The Social Security program's reserves will be depleted in 2035, with continuing income to the combined trust funds being sufficient to pay 80% of scheduled benefits, the board of trustees predicted in its annual report, released Monday.
The old age and survivor insurance trust fund reserves are projected to be depleted in 2034, at which time OASI income would be sufficient to pay 77% of OASI scheduled benefits, the report states.
The disability income trust fund's asset reserves are projected to become depleted in 2052, at which time continuing income to the DI Trust Fund would be sufficient to pay 91% of DI scheduled benefits.
"The report shows the depletion of the combined funds is one year later than projected last year — 2034, last year, and 2035, this year," Nancy Altman, president of Social Security Works, a group that supports expanding the Social Security system, told ThinkAdvisor in an email message. "That kind of variation is not surprising when projecting out so far into the future."
The 2019 Trustees Report projects Social Security's cumulative surplus to be $2.9 trillion, according to Social Security Works. The report shows that Social Security is fully funded until 2035, 93% funded for the next 25 years, 87% funded over the next 50 years, and 84% funded over the next 75 years, the group said.
Maya MacGuineas, president of the Committee for a Responsible Federal Budget, added in a Monday statement that the report shows Social Security "faces a nearly $15 trillion funding shortfall and will face insolvency in only 16 years. That's when today's 51-year-olds reach the normal retirement age and when today's youngest retirees turn 78. At that point, if not addressed, the law calls for a devastating 20% across-the-board cut for all Americans who rely on the program."
Medicare's Hospital Insurance trust fund will run out even sooner in 2026, when today's 58-year-olds become eligible and today's newest beneficiaries turn 72, MacGuineas said.
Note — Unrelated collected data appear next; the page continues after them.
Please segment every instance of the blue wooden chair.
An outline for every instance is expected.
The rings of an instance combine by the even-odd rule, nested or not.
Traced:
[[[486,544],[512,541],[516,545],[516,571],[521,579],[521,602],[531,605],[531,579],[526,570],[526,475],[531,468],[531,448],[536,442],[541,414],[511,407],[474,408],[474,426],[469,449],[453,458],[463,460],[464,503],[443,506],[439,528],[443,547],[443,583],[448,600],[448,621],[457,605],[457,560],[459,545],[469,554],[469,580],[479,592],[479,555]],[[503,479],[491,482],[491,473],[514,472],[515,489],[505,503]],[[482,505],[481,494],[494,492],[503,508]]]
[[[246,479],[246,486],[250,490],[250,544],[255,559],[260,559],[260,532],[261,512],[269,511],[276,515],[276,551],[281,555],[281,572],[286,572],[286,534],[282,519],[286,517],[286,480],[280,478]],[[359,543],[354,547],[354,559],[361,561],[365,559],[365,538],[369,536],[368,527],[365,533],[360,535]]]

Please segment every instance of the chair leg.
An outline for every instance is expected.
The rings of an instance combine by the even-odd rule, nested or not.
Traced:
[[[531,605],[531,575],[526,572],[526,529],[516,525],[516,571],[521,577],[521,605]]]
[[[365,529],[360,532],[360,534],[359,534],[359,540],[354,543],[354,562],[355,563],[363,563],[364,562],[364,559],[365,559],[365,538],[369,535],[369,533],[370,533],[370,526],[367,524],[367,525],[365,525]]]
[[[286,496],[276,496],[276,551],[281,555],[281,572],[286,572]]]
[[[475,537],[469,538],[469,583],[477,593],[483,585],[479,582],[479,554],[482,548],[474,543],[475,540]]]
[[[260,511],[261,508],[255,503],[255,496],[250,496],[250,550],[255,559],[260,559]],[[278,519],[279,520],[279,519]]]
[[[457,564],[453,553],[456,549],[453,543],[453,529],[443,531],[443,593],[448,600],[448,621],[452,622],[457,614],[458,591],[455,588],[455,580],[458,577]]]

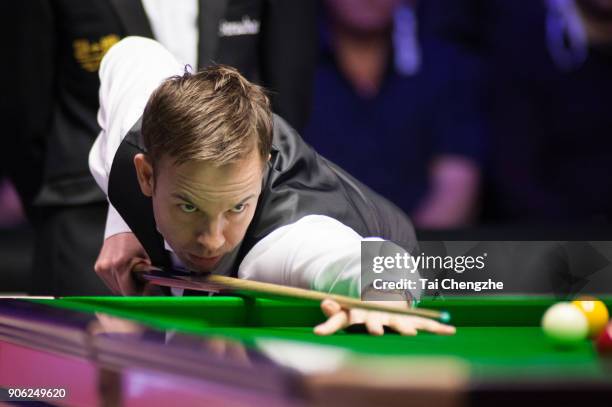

"The 2019 Social Security Trustees Report confirms that Social Security remains fully affordable, notwithstanding its modest projected shortfall," Altman said. "The underreported story is that Democrats are moving forward with plans to raise sufficient revenue to eliminate the shortfall and cover the cost of expanded benefits."
The Social Security 2100 Act, introduced by Rep. John Larson, D-Conn., "has over 200 co-sponsors" in the House, Altman said. "Larson has held several hearings on the bill and intends to bring it to the House floor this spring."
While the combined basis is the way everyone tends to look at the trust funds, "by law, if either fund is unable to cover all the costs of its benefits and related administrative costs, it would be unable to pay full benefits on time," Altman explains, but that "has never happened."